Dr V. Ramanatha Rao holds a PhD in Genetics and Plant Breeding from the Indian Agricultural Research Institute (IARI), New Delhi. Dr Rao has worked on various aspects of plant genetic resource conservation and the utilization of different crop and forestry species, initially at the global level and later more specifically focusing on plant genetic resources in Asia, the Pacific and Oceania. He started his work on genetic resources of groundnut at the International Crops Research Institute for the Semi-Arid Tropics (ICRISAT, 1976-1989) and established the largest groundnut genetic resources collection. He subsequently worked at the International Board for Plant Genetic Resources/International Plant Genetic Resources Institute (IBPGR/IPGRI), presently Bioversity International, Rome (1989-2007).
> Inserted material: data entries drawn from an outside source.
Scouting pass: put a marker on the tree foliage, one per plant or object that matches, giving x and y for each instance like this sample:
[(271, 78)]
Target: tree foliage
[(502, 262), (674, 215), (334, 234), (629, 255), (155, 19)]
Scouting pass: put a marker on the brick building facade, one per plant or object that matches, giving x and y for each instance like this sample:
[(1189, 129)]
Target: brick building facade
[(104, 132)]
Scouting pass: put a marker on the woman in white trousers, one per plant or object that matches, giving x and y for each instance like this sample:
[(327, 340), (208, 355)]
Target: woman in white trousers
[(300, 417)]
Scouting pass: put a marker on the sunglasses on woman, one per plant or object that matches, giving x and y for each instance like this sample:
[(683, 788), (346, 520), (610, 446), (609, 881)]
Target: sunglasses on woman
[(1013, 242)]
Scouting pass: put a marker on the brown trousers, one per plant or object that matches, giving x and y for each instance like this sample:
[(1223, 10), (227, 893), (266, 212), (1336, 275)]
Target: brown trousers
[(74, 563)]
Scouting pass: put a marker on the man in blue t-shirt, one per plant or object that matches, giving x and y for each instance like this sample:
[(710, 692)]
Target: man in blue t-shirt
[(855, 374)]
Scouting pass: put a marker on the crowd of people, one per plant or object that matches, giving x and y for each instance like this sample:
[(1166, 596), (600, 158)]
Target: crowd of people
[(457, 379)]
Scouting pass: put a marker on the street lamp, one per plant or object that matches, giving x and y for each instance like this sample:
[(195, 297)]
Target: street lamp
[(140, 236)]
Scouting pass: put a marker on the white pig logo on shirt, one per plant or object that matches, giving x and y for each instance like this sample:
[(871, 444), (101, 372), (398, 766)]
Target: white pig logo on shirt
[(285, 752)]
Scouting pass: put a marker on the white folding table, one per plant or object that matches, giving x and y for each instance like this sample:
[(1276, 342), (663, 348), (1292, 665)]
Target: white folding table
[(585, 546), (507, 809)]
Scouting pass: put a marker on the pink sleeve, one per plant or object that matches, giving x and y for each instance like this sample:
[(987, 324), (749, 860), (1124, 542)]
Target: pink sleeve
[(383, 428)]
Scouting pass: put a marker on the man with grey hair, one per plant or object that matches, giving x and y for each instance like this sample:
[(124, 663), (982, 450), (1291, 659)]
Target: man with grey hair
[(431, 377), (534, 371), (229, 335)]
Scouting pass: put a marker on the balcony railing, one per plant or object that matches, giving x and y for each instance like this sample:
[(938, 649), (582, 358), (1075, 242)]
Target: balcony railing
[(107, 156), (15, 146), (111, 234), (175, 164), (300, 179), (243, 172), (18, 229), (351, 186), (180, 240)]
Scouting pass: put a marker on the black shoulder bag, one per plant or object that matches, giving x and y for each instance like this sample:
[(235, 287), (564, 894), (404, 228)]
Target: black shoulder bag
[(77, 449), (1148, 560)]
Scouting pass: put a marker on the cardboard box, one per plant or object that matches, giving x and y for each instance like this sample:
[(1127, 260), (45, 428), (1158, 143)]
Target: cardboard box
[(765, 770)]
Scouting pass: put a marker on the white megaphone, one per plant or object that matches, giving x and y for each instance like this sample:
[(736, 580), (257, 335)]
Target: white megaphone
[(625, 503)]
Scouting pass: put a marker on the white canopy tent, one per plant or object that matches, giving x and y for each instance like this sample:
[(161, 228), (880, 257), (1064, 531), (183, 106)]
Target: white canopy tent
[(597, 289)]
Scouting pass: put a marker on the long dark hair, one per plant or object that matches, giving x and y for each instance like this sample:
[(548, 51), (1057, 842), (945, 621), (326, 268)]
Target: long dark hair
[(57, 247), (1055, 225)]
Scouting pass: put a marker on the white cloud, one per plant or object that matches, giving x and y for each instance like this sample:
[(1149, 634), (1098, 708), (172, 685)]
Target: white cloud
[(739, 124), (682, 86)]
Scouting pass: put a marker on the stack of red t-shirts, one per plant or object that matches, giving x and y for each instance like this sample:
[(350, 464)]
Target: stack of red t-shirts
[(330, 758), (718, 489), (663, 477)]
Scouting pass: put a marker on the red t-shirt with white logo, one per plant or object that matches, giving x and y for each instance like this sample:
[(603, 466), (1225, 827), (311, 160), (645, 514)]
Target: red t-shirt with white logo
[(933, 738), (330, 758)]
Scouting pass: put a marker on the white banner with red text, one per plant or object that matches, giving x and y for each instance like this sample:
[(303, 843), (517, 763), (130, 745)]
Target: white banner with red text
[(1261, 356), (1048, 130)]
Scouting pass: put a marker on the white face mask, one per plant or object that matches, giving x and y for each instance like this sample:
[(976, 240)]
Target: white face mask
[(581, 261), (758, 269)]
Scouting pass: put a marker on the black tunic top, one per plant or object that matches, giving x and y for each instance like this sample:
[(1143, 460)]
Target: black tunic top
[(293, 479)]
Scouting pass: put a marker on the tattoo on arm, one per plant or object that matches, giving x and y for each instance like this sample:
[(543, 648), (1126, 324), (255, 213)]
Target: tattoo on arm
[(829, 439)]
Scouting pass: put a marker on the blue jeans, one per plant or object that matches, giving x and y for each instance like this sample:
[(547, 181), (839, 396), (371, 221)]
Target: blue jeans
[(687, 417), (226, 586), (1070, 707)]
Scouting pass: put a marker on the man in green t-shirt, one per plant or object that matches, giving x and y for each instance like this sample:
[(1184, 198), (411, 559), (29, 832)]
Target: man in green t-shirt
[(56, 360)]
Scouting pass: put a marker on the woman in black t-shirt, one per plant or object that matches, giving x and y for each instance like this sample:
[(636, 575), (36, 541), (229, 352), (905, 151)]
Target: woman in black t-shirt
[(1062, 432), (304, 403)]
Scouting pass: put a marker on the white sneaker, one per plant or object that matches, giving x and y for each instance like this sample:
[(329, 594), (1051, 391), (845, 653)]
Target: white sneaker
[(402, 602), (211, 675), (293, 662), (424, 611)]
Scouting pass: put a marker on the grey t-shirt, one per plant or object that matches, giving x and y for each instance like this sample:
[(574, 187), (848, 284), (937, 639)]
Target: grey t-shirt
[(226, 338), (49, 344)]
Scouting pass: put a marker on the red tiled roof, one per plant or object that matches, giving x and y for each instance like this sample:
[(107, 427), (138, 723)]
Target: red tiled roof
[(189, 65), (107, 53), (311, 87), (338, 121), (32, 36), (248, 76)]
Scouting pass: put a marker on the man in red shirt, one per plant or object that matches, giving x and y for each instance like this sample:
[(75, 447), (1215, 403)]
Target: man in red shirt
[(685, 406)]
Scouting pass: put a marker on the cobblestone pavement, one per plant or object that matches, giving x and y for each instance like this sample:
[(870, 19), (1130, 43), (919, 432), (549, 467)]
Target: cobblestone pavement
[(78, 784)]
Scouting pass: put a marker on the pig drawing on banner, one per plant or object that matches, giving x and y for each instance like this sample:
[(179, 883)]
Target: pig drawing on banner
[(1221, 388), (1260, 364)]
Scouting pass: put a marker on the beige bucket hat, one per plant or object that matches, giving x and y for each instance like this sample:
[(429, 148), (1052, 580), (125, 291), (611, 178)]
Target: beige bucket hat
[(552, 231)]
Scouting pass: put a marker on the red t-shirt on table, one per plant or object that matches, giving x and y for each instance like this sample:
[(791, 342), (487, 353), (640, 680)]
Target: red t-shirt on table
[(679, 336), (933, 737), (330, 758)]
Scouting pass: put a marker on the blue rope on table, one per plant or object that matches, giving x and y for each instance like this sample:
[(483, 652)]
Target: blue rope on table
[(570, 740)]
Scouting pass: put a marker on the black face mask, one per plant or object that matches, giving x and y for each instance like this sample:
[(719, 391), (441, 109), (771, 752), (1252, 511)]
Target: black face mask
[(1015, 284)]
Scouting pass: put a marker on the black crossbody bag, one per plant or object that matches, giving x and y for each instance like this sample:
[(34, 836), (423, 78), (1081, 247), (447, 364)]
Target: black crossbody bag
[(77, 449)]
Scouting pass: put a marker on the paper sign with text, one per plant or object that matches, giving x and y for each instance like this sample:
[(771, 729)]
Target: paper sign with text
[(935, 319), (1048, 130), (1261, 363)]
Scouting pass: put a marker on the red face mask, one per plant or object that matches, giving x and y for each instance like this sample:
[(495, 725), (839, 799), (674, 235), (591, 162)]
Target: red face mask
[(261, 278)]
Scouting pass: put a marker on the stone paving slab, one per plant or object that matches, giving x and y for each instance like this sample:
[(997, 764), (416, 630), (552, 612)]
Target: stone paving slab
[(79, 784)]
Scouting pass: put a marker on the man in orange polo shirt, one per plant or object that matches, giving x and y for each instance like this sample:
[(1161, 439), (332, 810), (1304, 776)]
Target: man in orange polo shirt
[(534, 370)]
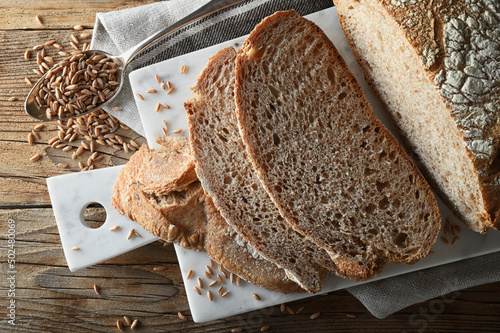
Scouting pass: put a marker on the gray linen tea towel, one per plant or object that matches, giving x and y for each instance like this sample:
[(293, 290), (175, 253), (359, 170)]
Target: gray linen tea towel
[(116, 32)]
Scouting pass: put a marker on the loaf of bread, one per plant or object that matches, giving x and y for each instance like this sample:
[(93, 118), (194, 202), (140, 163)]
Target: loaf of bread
[(156, 189), (228, 177), (435, 65), (337, 175)]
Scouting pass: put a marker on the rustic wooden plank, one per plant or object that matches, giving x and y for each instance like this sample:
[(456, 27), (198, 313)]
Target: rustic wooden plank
[(51, 298), (64, 14)]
He was an Honorary Research Fellow with Bioversity International from 2008 to 2014. In the course of various programmes and projects, Dr Rao has enriched the global knowledge base on plant genetic diversity; conservation and use methods of tropical fruits, underutilized crops, forest genetic resources; ex situ and in situ (on-farm) conservation; use of plant genetic resources to improve the livelihoods of the rural poor; use of modern technologies for genetic diversity studies; enhancing the utilization of conserved germplasm; and human resource development projects. He has helped in either establishing or improving national plant genetic resources programmes in several countries throughout Asia. In addition to teaching and serving as an editor for a number of international peer-reviewed journals, he has over 300 publications, including several books, to his credit.